Nous avons beaucoup travaillé avec Alain Morel sur les « espaces intermédiaires » et la façon dont on passe, symboliquement mais aussi physiquement, de l’espace privé, celui du logement, à des espaces publics, la rue, les squares et jardins publics. Toute transition progressive entre ces espaces, du privé au public, soulève un certain nombre de problèmes dont, bien sûr, la propreté, qui sont pris en charge avec plus ou moins de succès par les copropriétaires, par les locataires, par les bailleurs et par la puissance publique.
Il y a eu différentes stratégies que l’on peut évoquer pour traiter de la gestion de ces fameux « espaces intermédiaires ». Dans les années 80 et 90, des bailleurs ont tenté de fermer ou de restreindre l’accès à l’environnement immédiat des logements et des bâtiments, via des stratégies dites de « résidentialisation ». Celles-ci ont notamment conduit à contrôler l’accès à l’environnement immédiat du logement avec l’installation de grilles autour des espaces communs attenants et de digicodes. Cela visait à limiter les attroupements de jeunes dans les cages d’escalier qui laissaient des mégots et salissaient les entrées d’immeuble. Il s’agissait d’empêcher l’accès à des personnes étrangères aux résidences, en faisant l’hypothèse que c’était ces personnes qui salissaient les halls d’immeubles et non les occupants eux-mêmes.
Cela s’est avéré plutôt efficace, ça a eu des résultats positifs au regard des objectifs visés de maintien de la propreté et, jusqu’à un certain point, en matière de sécurité. Il y avait toutefois des divergences d’appréciation de la part des résidents eux-mêmes, dans la mesure où cela introduit un contrôle de l’accès à la résidence et à ses espaces communs.
Il y a eu d’autres manières de faire, reposant sur l’esthétisation de la ville, avec la réalisation de fresques murales. Celles-ci se sont largement développées dans de nombreuses villes. Au-delà de rendre la ville plus belle, il s’agissait de limiter la possibilité de tagger ou de produire d’autres inscriptions considérées comme indésirables et sales dans la ville. Les fresques ont l’avantage de protéger les murs des résidences des tentatives de tag puisque les taggeurs respectent assez largement les œuvres murales dès lors qu’elles ont un caractère artistique. En termes de propreté des murs, il y a eu un résultat tout à fait positif.
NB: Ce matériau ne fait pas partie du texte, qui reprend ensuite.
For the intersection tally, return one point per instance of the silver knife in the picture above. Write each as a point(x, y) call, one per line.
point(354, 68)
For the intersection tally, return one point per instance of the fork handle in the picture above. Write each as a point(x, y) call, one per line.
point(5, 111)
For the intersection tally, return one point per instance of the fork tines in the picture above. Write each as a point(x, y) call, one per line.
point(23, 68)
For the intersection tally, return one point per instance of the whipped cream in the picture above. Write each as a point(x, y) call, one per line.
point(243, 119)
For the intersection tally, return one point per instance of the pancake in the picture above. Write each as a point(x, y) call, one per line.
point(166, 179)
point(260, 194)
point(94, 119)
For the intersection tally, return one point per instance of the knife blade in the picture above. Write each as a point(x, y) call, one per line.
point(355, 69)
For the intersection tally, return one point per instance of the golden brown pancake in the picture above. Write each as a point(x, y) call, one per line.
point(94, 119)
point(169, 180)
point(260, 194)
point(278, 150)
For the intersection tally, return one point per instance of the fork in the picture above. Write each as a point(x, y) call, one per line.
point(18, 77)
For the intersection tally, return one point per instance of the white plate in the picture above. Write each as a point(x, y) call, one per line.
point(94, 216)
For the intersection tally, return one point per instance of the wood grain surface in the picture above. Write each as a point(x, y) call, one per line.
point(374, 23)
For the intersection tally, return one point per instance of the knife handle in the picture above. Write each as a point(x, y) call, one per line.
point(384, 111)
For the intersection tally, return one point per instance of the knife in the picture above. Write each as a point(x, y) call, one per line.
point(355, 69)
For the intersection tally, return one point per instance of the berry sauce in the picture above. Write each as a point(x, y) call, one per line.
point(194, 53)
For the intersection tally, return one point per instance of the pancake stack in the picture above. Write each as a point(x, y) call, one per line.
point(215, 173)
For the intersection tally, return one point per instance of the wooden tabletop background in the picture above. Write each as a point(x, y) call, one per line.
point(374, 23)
L’autre aspect important de ce travail collectif dont « La société des voisins » rend compte, c’est l’idée qu’il existe des normes formalisées et parallèlement des normes sociales, plus ou moins collectives, plus ou moins partagées et plus ou moins implicites. Celles-ci sont souvent informelles, elles renvoient aux formes dominantes de la sociabilité locale, de l’habitat. Selon la nature de la résidence, les normes ne sont pas tout à fait les mêmes et ce qu’on appelle transgression et conformité ne revêt pas exactement les mêmes formes de pratiques et de comportements. La reconnaissance ou non de ces normes sociales, qu’elles soient explicites ou implicites, provoque des tensions entre les résidents. La question de la propreté tient alors une place relativement importante dans ces interactions.
Comme chacun sait, « l’enfer c’est les autres » : ceux qui salissent, ce sont bien évidemment les autres. La propreté est susceptible d’être un enjeu entre les autres et nous. Les autres se comportent mal et sont à l’origine des saletés et des dégradations. Ce type de constat est valable aussi bien dans l’environnement immédiat de la résidence que dans la rue. Ce « eux » et ce « nous » existent quel que soit l’environnement ; l’altérité est un enjeu essentiel à considérer dans l’appréhension des espaces urbains.